J ust ordered from Amazon again.
e ggers, A Heartbreaking Work of Staggering Genius. Yes, this
n erd, fluttering in a like-minded flock, a literacy bird,
n eeds another book for his shelf. Tweet Tweet.
i am what I read, so what does Cacas: The Encyclopedia of Poo
f rom my account really mean? Scattelogical, ah! Sweet.
e arlier this year I ordered every Chris Crutcher book, cuz
r eally, look, I knew I was going to meet him. Loved What is the What,
v alentino deng, dang (dung) crap – the Sudanese connection, slap, an
o ption for my undergraduate class.
n ow i’m wondering if my reading habits make me a total ass. A
W iesner phase. Tuesday. Flotsam. Sector 7. Art and Max. Alas.
a wkwardly bought a few other snacks…this man slacks not,
h alogen lightbulbs, a phone case, even a few DVDs…
l eave a man to his cyber jungle and he’ll do what he’ll please, but waiting
d elivery, impatiently, sometimes down on the knees. Come on. Admit it.
e very one of us in here goes on such spending sprees.
M aya Angelou: “There’s no greater agony than bearing an untold story inside of you”
e rnest hemingway: “There’s nothing to writing. All you
g ot to do is sit down to a typewriter and bleed.”
Z en in the Art of Writing by Ray Bradbury: “Write. Don’t Think. Relax.
a nd “what,” you ask, “does writing teach us?”
b race yourself. “First and foremost,
i t reminds us that we’re alive and that it is a gift and a privilege [insert
l earning from summer here], not a right.”
a nd I don’t know about you, but I’m going to continue this fight. Anais
n in: “If you do not breathe through writing, if you do not cry out…or
s ing in writing, then don’t write, because our culture has no use for it.”
k ing: “write with the door closed, rewrite with the door open.” Me?
y ou gotta write! To incite insight. To embrace the spotlight. A’ight?
P oetry is diversity meant to bring harmony to a world that
a wkwardly and cautiously doubts its own possibility as it
u biquitously crafts scrapbooks digitally and
l inguistically, harmonically and serendipitously -
a sking ourselves, cosmically, to look to culture for its music.
F ortunately, some have the symphony that
o rganically brings musicality and
r ationality to the irrational bureaucracy that
t enaciously, not graciously,
u nconvincingly silences the song, both haphazardly and
n eedlessly – oh, say can you see -
a ll we need is intentionality in everything we teach.
Just when i get used to the green of everything,
u sually the first week of August, i realize that
l aughter is replaced by cicadas.
i learned this from a tree. When they begin to sway, their wisdom
e choes in my ear. Or did I hear that on NPR.
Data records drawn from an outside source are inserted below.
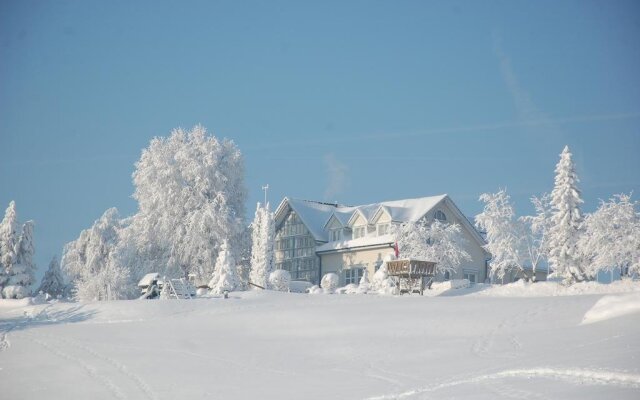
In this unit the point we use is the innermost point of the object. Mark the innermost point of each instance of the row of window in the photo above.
(294, 242)
(295, 253)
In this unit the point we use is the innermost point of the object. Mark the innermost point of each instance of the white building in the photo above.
(314, 238)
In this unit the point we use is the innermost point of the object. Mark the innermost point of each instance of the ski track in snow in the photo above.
(92, 370)
(483, 346)
(570, 375)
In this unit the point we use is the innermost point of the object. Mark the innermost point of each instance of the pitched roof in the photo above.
(315, 214)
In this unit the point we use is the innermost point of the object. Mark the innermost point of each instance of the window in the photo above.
(358, 231)
(352, 275)
(383, 229)
(295, 250)
(471, 276)
(335, 235)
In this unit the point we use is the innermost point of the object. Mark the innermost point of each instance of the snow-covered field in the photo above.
(512, 342)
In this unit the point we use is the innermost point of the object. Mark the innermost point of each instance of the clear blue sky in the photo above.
(354, 101)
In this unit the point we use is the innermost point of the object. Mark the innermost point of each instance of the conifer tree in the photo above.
(53, 281)
(262, 257)
(225, 276)
(564, 233)
(8, 239)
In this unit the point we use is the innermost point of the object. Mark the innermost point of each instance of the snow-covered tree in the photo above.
(21, 274)
(262, 256)
(53, 281)
(537, 229)
(504, 234)
(612, 237)
(190, 192)
(8, 240)
(90, 262)
(381, 282)
(330, 282)
(364, 285)
(564, 232)
(438, 242)
(225, 276)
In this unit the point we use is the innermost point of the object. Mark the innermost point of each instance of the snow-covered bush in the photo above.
(330, 282)
(15, 292)
(262, 255)
(364, 286)
(225, 276)
(612, 237)
(53, 281)
(279, 280)
(90, 264)
(505, 235)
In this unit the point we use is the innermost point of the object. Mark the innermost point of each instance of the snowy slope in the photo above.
(268, 345)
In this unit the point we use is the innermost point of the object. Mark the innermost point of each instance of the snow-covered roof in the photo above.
(315, 214)
(360, 242)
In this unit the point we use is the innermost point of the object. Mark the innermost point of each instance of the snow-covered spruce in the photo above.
(565, 229)
(8, 240)
(21, 275)
(611, 237)
(225, 276)
(90, 263)
(262, 256)
(53, 281)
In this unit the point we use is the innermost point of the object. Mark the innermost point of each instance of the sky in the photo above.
(348, 101)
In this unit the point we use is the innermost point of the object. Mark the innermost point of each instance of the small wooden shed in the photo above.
(411, 275)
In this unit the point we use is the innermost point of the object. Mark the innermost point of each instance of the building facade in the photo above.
(315, 238)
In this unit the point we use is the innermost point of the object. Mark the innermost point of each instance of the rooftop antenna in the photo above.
(266, 189)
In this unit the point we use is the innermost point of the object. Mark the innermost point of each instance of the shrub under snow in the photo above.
(279, 280)
(330, 282)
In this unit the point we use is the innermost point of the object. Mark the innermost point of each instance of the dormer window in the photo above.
(383, 229)
(335, 235)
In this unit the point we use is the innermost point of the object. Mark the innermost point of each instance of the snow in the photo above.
(612, 307)
(478, 343)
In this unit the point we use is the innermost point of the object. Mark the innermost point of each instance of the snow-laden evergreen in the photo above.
(225, 276)
(612, 237)
(262, 254)
(537, 229)
(504, 234)
(8, 240)
(565, 229)
(21, 275)
(53, 282)
(90, 263)
(433, 241)
(190, 192)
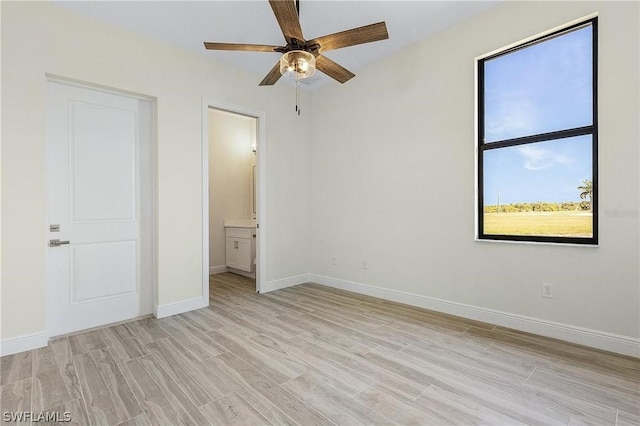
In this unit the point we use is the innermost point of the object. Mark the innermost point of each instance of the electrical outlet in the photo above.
(547, 290)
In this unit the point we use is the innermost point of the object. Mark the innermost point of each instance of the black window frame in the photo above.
(530, 139)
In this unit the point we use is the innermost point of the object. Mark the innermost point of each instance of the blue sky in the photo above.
(539, 89)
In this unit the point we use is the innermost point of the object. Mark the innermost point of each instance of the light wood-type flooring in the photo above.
(312, 355)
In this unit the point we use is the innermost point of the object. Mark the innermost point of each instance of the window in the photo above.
(537, 139)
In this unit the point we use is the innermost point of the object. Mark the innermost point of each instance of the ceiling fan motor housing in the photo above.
(297, 64)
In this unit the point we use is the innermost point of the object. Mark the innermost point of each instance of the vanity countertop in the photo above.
(239, 223)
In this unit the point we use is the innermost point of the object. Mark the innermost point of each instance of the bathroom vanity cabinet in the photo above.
(241, 248)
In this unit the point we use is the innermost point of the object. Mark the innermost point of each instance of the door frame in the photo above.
(53, 78)
(261, 166)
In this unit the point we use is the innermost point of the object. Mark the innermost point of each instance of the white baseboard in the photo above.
(170, 309)
(243, 273)
(284, 283)
(220, 269)
(14, 345)
(596, 339)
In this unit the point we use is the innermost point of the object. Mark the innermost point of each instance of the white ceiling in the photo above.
(188, 24)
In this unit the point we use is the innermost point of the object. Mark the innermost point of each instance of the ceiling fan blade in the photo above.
(333, 70)
(243, 47)
(352, 37)
(272, 77)
(287, 16)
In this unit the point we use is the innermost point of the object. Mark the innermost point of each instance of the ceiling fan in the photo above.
(301, 57)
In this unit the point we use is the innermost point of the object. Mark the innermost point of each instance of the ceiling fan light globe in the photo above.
(297, 64)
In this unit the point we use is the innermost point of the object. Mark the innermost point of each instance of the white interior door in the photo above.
(100, 195)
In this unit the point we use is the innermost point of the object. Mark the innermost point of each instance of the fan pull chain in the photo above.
(298, 96)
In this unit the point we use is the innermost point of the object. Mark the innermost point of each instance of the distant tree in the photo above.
(587, 192)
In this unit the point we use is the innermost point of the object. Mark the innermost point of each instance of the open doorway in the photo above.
(234, 139)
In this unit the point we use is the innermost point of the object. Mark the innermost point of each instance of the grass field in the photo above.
(565, 224)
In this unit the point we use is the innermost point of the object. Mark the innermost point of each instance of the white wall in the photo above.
(231, 137)
(393, 178)
(40, 38)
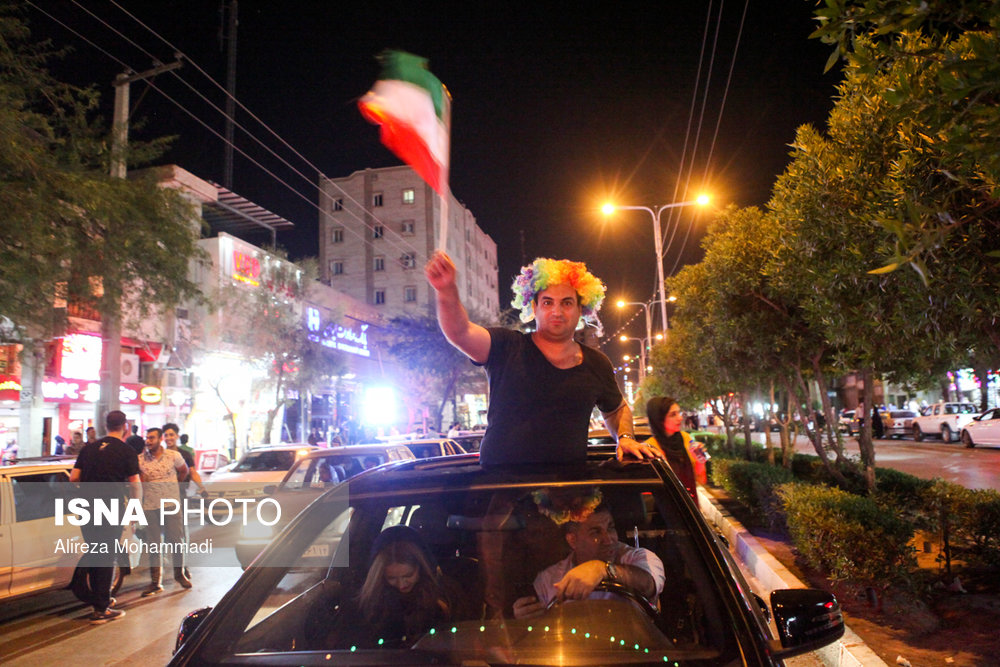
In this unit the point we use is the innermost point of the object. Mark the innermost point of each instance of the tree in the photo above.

R ight when i get used to morning coffee with these friends,
o rganizing kick-offs and high-fives, a summer ends, and my
n otebook must turn another page. But I remember her branches –
e verything from a sage upon the stage -
s o what if they lose their leaves and age?
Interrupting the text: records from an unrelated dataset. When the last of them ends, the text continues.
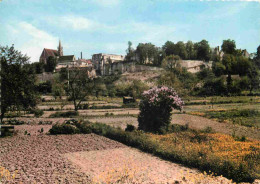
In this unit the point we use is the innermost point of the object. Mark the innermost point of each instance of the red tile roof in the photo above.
(51, 52)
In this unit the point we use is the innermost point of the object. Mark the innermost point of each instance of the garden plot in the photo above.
(38, 158)
(128, 165)
(195, 122)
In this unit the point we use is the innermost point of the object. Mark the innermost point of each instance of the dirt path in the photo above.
(195, 122)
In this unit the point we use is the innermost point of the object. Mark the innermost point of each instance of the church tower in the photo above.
(60, 49)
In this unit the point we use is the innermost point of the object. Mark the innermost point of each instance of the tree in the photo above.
(254, 78)
(203, 50)
(17, 81)
(190, 50)
(180, 50)
(39, 66)
(156, 106)
(147, 53)
(129, 52)
(51, 64)
(171, 62)
(79, 86)
(229, 46)
(257, 58)
(169, 48)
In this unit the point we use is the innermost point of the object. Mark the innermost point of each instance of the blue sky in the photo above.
(95, 26)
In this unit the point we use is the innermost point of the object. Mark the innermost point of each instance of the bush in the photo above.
(155, 109)
(130, 128)
(67, 114)
(177, 128)
(14, 122)
(64, 129)
(37, 112)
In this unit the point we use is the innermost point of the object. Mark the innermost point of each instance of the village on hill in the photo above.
(178, 104)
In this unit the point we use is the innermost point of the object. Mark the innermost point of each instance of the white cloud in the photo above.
(77, 23)
(106, 3)
(32, 40)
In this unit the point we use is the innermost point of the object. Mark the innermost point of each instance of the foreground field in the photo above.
(41, 158)
(38, 158)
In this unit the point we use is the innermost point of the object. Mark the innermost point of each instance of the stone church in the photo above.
(46, 53)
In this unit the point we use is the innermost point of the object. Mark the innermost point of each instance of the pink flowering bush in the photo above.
(155, 109)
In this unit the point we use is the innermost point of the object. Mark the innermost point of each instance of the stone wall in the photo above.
(194, 66)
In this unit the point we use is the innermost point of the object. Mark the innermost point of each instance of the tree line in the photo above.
(149, 53)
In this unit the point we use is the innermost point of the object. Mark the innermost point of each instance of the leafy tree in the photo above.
(180, 50)
(243, 65)
(79, 86)
(57, 89)
(63, 74)
(169, 48)
(129, 52)
(147, 53)
(218, 68)
(203, 50)
(39, 67)
(137, 88)
(156, 106)
(229, 61)
(254, 78)
(229, 46)
(50, 64)
(17, 81)
(191, 54)
(171, 62)
(99, 87)
(205, 74)
(257, 58)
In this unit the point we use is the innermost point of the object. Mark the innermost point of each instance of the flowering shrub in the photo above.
(155, 109)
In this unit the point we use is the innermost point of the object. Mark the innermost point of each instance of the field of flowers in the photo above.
(213, 148)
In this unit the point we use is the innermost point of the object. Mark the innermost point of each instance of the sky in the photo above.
(106, 26)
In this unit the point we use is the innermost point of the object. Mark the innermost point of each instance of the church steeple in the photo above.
(60, 49)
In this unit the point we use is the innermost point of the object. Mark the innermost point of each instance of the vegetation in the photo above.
(211, 152)
(79, 87)
(155, 109)
(17, 80)
(245, 117)
(67, 114)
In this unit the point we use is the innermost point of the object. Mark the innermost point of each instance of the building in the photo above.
(245, 53)
(66, 62)
(46, 53)
(101, 60)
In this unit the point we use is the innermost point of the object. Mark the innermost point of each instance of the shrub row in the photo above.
(67, 114)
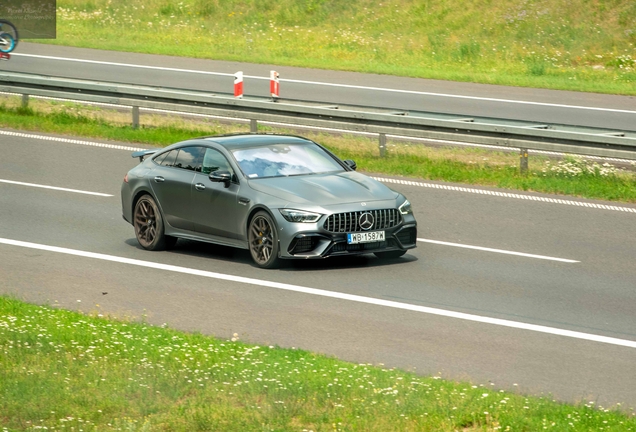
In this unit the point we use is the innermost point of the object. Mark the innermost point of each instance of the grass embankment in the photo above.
(62, 370)
(575, 177)
(560, 44)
o r if they sprinkle ice blades over winter’s rage? Because the
n ext thing we know, every tree buds again in full-bloom everything.
B ryan, another word-play of madness, (summer sadness)
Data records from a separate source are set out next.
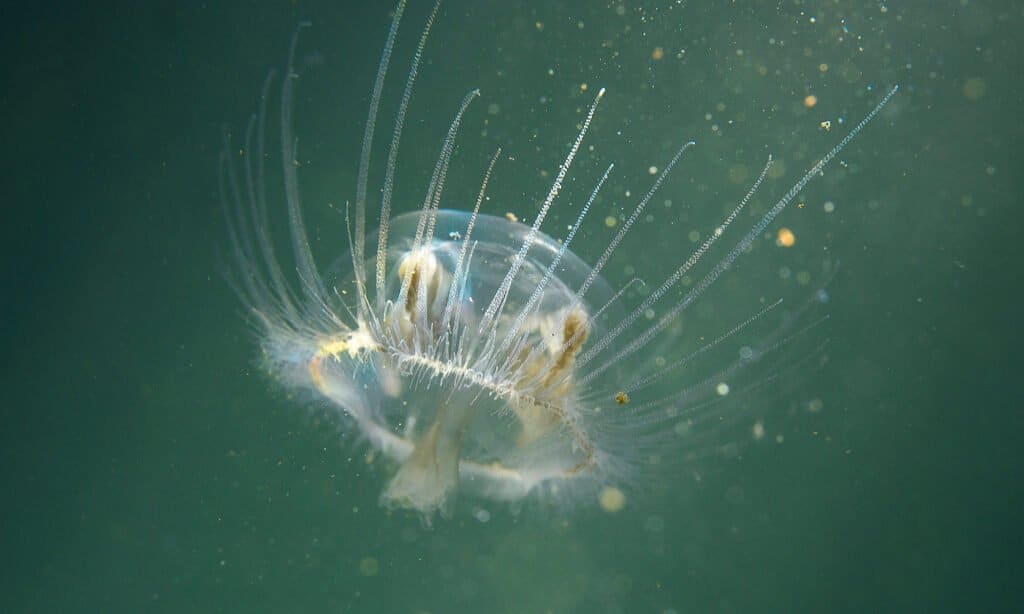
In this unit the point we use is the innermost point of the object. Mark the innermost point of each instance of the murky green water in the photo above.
(150, 467)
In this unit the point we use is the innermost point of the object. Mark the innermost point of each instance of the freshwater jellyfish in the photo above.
(476, 353)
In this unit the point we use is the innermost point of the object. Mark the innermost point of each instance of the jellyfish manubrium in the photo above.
(477, 353)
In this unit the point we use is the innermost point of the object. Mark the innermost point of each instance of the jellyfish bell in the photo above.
(480, 354)
(459, 399)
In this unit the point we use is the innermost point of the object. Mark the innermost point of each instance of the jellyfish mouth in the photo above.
(434, 463)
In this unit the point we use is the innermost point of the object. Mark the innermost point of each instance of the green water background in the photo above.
(150, 467)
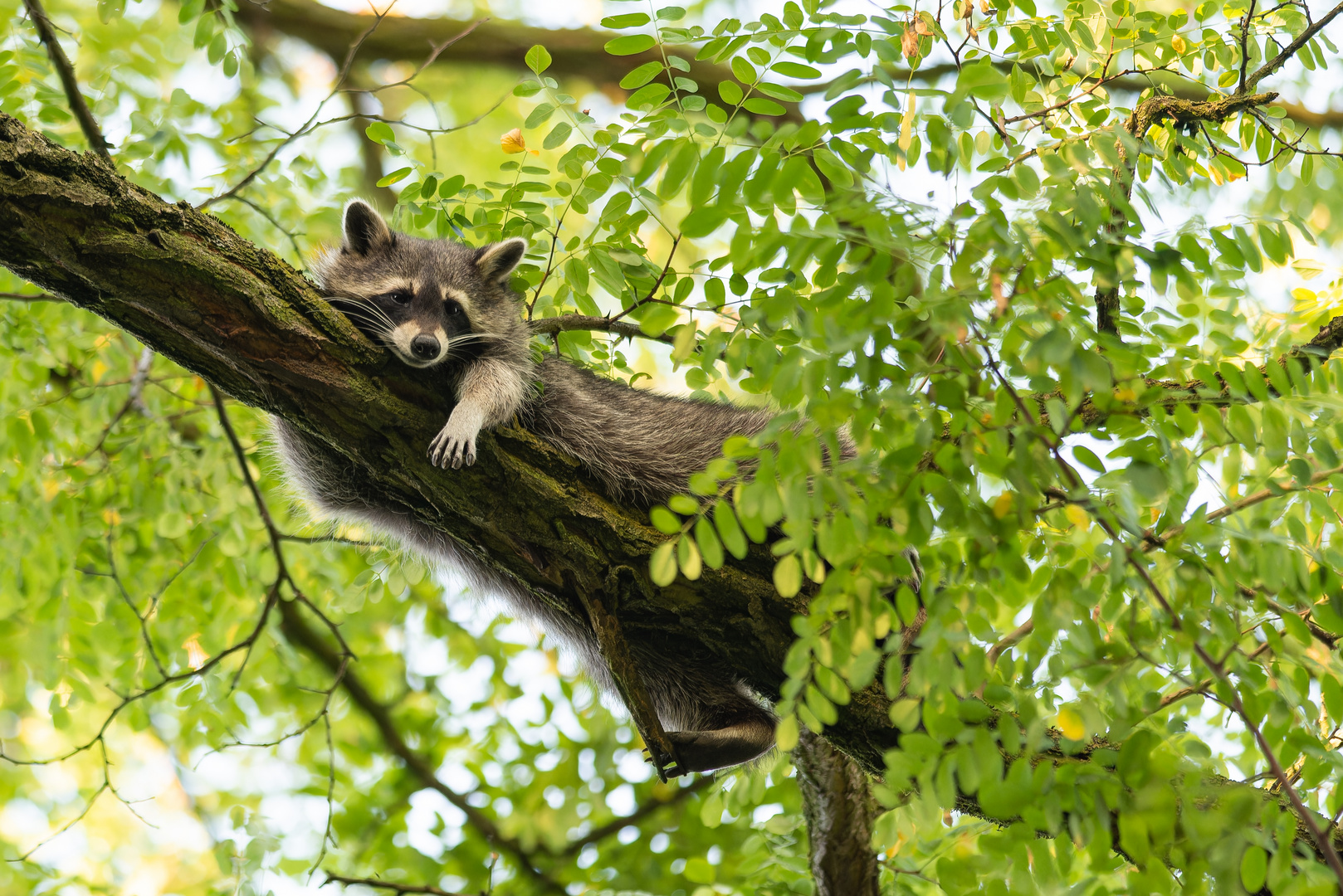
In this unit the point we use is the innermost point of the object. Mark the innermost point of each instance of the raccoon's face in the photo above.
(427, 299)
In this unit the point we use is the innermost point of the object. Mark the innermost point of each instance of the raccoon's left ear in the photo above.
(499, 260)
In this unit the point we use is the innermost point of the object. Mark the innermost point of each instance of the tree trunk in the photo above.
(840, 813)
(247, 323)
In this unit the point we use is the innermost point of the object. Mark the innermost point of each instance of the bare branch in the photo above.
(87, 124)
(565, 323)
(386, 884)
(1280, 60)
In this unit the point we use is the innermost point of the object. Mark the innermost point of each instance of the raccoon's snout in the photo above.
(425, 347)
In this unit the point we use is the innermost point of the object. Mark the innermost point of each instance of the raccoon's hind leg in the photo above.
(711, 720)
(738, 733)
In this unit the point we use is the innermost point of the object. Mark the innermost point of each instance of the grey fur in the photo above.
(639, 445)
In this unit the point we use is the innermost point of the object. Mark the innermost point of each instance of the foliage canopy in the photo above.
(1033, 257)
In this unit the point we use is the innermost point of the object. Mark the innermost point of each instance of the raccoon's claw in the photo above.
(452, 448)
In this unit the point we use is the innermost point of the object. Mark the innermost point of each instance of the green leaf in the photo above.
(630, 45)
(762, 106)
(452, 187)
(380, 132)
(786, 735)
(787, 577)
(701, 222)
(662, 564)
(830, 165)
(795, 71)
(400, 173)
(734, 539)
(689, 558)
(559, 134)
(664, 520)
(641, 75)
(538, 60)
(1253, 868)
(626, 21)
(1088, 458)
(657, 319)
(708, 540)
e volving exactly as it should in the mental
c acophony of spastic history seeking hopeful serenity
a nd trying to avoid chaotic anarchy, as always,
u biquitously, while residing in (a
s ide note) a poem – besides, I find comfort in
e volving and solving, I roam, what I have to say in text.
o h, great. another summer must
f lutter south with Monarchs and lightening bugs. Vexed,
w e find ourselves at a last, hexed, by the
h oorah for now -
o r we can use our time together for additional pow
w ows some time soon. Yes, we all
e xist on Golden Ponds and must listen to the loon’s call
a rriving with their say about the world. We are the
r ivers, the lakes, the oceans, swirled in the in-
e vitability of our water cycles and routines. We are the watersheds &
t his is how i row, ya know? hoping to earn educational street-creds,
o rganizing ideas with others (perhaps needing meds),
g rant-writing and project-seeking (no matter how much time dreds)
e levating possibilities through State government and
t he Feds, all so this growing is made possible.
h ello. i want to introduce myself. i’m a quirky fellow who finds
e ntertainment in finding who I can be, only to
r ealize I am nothing without ‘who we are together.’ Us. Thank you.